For years, the DoD has acknowledged that environmental change could pose a threat to military capabilities. In fiscal 2020, the department doled out $67 million in funds to help bases alleviate or repair climate-related damage. A 2018 report by the Center for Climate and Security identified a number of key domestic military installations, including both North Carolina’s Camp Lejeune and Camp Pendleton in California, as at-risk from climate change. In 2019, a number of bases were hit by large weather events, including Offutt Air Force Base in Nebraska, which required more than $400 million in repairs.
But under the Trump administration, defense officials were careful to use such statements to acknowledge logistical concerns and they refused to comment on whether climate change is real or human-made.
That is now officially changed — unsurprisingly, given the focus Biden said his administration will place on fighting climate change, including putting former Secretary of State John Kerry into a new role with the National Security Council, where he will focus entirely on the issue.
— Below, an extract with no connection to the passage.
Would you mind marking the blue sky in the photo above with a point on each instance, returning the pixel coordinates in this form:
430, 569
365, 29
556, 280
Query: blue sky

The public version of the Trump administration’s National Security Strategy included only a single mention of climate-related concerns; the public version of the National Defense Strategy, a more DoD-focused document, did not raise the issue. Austin’s statement could be a sign the issue will feature prominently whenever the next NDS is released.
The indication from Austin that the department will look to change its carbon footprint is also notable, as the Pentagon is often reported as being the largest single consumer of fossil fuels in the United States. Already, planners in the department were looking for alternatives, such as nuclear reactors, to help limit the logistics train needed for the military.
Aaron Mehta is deputy editor and senior Pentagon correspondent for Defense News, covering policy, strategy and acquisition at the highest levels of the Defense Department and its international partners.